É verdade. Todavia, isso não invalida que, mesmo os
mais cépticos, não reconheçam que as democracias europeias estão
longe de poder inventar uma outra instituição pública capaz
corresponder, com tanta eficácia, às demandas sociais, quanto o faz
ainda hoje a escola pública de massas. Mesmo sabendo-se que há
sempre novas variáveis que colocam imprevistos desafios à
concretização dessa mesma escola pública, como o são o aumento da
violência nas escolas e generalização do bullying (sobretudo o mais
sagaz e traiçoeiro, que é o que utiliza a internet e as SMS), o
abandono e o insucesso escolar, a reprodução das desigualdades
dentro da comunidade educativa, a incapacidade de manter currículos
que valorizem para a vida, a erosão das competências profissionais
dos docentes, acompanhada pela perda de estatuto remuneratório e
social.
Todos sabemos, ou julgamos saber, como deve ser e o
que deve ter uma escola pública que promova a aprendizagem efectiva
dos seus aprendentes e o bem-estar e a profissionalidade dos seus
formadores.
Todavia, há um grave problema que introduz toda a
entropia nas escolas: é quando os governos se deitam a fazer contas
sobre quanto custa garantir esses direitos. Sobretudo, quando a
classe política sabe que o investimento em educação só produz
efeitos a longo prazo, o que não se compagina com a gestão do
calendário dos seus curtos ciclos eleitorais.

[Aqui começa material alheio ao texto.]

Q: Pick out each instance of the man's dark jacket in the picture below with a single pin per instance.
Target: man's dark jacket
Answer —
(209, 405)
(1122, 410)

Não queremos uma escola que seja de baixa qualidade.
Por isso, estamos com todos quantos defendem ser urgente relançar a
defesa dos princípios fundadores da escola pública. Uma escola que
seja exigente na valorização do conhecimento e promotora da
autonomia pessoal. Uma escola pública, laica e gratuita, que não
desista de uma forte cultura de motivação e de realização de todos
os seus membros. Uma escola pública que, enfim, se assuma como um
dos pilares da democracia e como um dos motores da construção de um
país onde seja orgulhoso viver e conviver.

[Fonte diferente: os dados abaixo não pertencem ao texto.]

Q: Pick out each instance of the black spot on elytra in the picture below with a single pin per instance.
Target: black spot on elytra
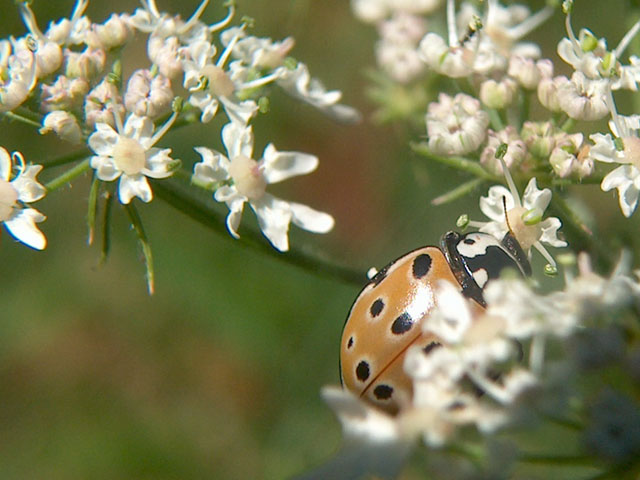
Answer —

Formar a geração de amanhã não é tarefa fácil. Mas
será certamente altamente gratificante!
Por tudo isso, é importante que continuemos a exigir
políticas públicas fortes, capazes de criar as condições para que
essa escola democrática seja, de facto, universal, gratuita e
compensadora, e que se assuma, sem tibiezas, que o direito ao
sucesso de todos é um direito fundador da Democracia e do Estado de
Direito.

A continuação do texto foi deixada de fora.